No—all those diseases, as far as children are concerned, are from hereditary tendencies. It only needs to be considered, for a moment, what a proportion of the parents, in great cities, bear in them, at marriage, and during married life, the germs of disease—some one thing, some another. How many out of the whole number are in a condition of sound health?

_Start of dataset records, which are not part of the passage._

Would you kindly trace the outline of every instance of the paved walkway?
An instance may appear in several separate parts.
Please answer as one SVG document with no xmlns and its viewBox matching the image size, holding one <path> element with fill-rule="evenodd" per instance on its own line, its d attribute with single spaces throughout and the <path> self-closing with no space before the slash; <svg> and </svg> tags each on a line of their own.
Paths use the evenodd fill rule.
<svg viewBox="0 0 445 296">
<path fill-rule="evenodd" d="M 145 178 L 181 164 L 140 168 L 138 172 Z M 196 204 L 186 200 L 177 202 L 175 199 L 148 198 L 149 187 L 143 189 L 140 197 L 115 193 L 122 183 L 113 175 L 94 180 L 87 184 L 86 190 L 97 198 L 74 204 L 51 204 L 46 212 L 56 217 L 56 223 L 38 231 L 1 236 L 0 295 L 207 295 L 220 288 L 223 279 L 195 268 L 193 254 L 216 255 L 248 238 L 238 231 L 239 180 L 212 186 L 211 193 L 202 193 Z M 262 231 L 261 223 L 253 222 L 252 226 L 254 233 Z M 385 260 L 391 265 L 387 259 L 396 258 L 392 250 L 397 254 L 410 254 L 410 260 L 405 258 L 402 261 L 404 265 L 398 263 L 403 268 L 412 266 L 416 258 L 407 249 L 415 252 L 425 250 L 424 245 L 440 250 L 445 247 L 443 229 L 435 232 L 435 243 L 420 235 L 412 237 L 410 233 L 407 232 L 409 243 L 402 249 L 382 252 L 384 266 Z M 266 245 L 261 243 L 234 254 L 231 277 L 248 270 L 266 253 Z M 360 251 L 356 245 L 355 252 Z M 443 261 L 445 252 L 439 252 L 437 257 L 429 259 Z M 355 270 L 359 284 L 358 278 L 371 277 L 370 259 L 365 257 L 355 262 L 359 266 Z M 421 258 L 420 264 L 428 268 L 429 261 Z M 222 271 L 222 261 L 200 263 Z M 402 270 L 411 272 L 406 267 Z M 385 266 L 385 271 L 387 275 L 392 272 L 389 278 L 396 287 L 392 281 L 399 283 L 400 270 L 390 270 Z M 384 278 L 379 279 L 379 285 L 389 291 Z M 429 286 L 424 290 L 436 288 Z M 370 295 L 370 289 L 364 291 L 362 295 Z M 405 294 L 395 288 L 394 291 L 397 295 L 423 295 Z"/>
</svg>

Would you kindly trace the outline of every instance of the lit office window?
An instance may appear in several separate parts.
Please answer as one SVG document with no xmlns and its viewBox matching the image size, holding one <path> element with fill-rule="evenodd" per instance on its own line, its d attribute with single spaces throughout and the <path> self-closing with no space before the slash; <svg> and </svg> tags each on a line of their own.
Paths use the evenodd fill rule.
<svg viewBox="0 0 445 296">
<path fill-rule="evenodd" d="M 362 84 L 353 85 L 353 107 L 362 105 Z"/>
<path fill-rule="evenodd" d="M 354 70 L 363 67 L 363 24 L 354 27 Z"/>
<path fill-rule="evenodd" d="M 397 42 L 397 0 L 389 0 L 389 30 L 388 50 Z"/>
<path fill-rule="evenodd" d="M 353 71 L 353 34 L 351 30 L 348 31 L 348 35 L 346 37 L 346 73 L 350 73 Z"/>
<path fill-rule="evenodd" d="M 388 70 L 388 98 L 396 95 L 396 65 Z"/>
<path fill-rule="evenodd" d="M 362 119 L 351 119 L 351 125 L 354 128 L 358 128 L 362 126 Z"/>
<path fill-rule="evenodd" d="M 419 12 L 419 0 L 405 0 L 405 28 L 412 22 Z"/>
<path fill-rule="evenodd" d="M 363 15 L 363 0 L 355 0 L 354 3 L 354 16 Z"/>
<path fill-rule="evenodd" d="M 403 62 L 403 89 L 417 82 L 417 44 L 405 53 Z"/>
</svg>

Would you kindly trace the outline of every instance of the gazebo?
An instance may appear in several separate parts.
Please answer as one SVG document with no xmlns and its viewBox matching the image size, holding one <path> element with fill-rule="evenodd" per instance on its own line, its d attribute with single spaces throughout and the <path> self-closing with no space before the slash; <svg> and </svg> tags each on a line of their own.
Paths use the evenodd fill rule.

Then again—same source as above—

"Of the deaths in New York City last year, 14,948, more than half of the whole number, were of children under five years. It is a proportion of infant mortality that is scarcely paralleled in any other Christian city; but its causes are well known. The wretched poverty of the newly-arrived emigrant population, the damp, mouldy cellars in which they herd, the noisome vapors that constitute the air they breathe, account for much of it."

But, we repeat, the main cause is that their parentage is, in a physiological point of view, full of feebleness and iniquity. How can a corrupt tree bring forth good fruit?

A child that inherits a vigorous constitution from its parents, can stand a great deal, without damage—including panegoric, close muffling of the face, candies, over-nursing, and even swill milk! Such a little "immortal" will bounce its way somehow through the world, and will almost seem to thrive on "poisons." We speak what we do know—for having been blessed with a large family of children, we have, under the foregoing theory, so far seen them progress, with a prospect of being a "credit to their country" in time to come.

So, you gentlemen who write upon sanitary reforms, "infant mortality," and so forth, go and preach a little more on a new tack. Make the parentage sound and strong, and these little troubles you make so much of, will exhale utterly away.